Coca’s tenure coincided with a period of international expansion at the British house. His nomination saw Mulberry launch such iconic bags as the Amberley and the Iris; as well as develop tremendously both the brand's eyewear and sneaker categories. Also, he achieved in re-launching Mulberry's men’s accessories and jewelry ranges.
“I have loved my time with this iconic, British heritage brand and would like to thank the amazing teams and everyone who has supported me during my time here. I am proud of everything we have achieved and the collections we have created. The passion and dedication I have seen at Mulberry has been incredible and I am honored to have been part of the brand’s history,” said Coca in a release.
During Coca’s tenure, Mulberry staged a series of consumer events in the UK, Japan, South Korea, North America, Europe and Australia as part of the brand’s international expansion.
“Coca’s last collection for the brand will be Spring Summer 2021 and Mulberry has begun the process of finding a successor,” Mulberry noted in the release.
Coca’s last event for Mulberry was a three-day program of events at its New Bond Street store, during London Fashion Week in February. One segment, entitled Made to Last, invited customers to immerse themselves in the world of the luxury handbag manufacturer with experiential initiatives. The house even “transported” its Somerset factory to London, allowing guests to see how its new 100% sustainable leather Portobello Tote was created by its craftspeople. Coca, who was known for favoring kilts in his general attire, led on to a series of talks on creativity and sustainability with guests.
The affable and popular Coca garnered generally positive reviews for his Mulberry fashion collections. They tended to blend historicism – from British Tudor to English country house gentility – with 'It-gal' sass and a punk attitude.

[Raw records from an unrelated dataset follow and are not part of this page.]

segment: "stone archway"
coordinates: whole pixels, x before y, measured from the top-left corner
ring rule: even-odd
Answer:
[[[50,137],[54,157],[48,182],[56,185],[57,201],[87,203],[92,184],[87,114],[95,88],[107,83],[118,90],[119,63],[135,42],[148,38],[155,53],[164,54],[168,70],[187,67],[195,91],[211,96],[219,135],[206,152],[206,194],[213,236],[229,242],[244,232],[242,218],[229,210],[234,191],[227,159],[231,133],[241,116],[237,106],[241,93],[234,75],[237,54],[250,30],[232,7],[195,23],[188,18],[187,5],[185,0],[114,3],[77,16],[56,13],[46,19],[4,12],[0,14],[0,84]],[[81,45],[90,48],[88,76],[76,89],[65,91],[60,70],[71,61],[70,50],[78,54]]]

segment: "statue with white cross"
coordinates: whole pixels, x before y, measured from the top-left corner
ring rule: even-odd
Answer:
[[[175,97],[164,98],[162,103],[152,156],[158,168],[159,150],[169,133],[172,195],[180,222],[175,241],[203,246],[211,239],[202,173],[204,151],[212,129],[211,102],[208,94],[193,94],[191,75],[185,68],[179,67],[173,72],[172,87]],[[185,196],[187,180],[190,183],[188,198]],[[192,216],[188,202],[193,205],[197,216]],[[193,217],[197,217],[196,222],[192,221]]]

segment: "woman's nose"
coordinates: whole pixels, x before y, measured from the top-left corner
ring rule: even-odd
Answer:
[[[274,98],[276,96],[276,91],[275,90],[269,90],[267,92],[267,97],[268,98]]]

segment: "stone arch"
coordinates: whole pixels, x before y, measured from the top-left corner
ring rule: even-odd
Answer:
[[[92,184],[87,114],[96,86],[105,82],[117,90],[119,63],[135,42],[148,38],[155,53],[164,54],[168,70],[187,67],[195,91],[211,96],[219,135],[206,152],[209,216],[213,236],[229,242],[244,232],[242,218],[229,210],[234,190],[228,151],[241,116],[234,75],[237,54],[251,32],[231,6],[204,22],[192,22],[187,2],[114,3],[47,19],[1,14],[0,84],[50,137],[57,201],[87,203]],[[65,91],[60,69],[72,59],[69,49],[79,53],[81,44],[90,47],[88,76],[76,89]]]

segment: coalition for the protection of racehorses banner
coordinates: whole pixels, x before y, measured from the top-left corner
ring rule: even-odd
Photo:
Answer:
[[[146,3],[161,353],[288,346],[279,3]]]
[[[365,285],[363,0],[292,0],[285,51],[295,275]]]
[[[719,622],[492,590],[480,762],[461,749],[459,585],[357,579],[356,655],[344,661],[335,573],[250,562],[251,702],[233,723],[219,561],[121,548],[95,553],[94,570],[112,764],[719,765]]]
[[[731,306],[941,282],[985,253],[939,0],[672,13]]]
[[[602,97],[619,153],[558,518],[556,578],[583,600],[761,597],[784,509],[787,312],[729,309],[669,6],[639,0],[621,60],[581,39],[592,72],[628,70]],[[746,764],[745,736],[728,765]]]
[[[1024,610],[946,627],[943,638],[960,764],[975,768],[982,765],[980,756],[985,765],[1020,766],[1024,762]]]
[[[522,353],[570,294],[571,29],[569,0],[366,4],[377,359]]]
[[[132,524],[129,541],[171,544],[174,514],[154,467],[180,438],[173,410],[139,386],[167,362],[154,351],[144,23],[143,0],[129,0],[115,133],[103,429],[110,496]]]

“I would like to thank Johnny for everything he has contributed to the brand over the past five years. Johnny’s creative vision has been a key element in delivering our strategy to develop Mulberry as an international lifestyle brand,” Mulberry CEO Thierry Andretta added.
“As we head towards our 50th anniversary in 2021, we continue to focus on our strategy to build Mulberry as a global luxury brand. We remain committed to developing responsible, innovative products, underpinned by a strong in-house creative team and our international direct-to-consumer omni-channel business model,” the CEO said.
That said, even though it is one of the UK’s most famous marques, noted for its British aesthetic and value for money products, Mulberry has had difficulty in the past gaining traction in its drive as to reinvent itself as a true international prestige marque. As a result, Mulberry has struggled to become truly profitable, and its share price has nosedived from a high of 1,132.50p in September 2016 to 147p today, as seen this morning on the London Stock Exchange.
In February, British retail investor Mike Ashley bought a 12.5% stake in Mulberry via his department store chain House of Fraser, which included the brand amongst its retail offerings for many years.
In its most recent results, Mulberry suffered a 2% decline in global sales, ending up at £166 million as of the end of March 2019; and endured a £5 million loss.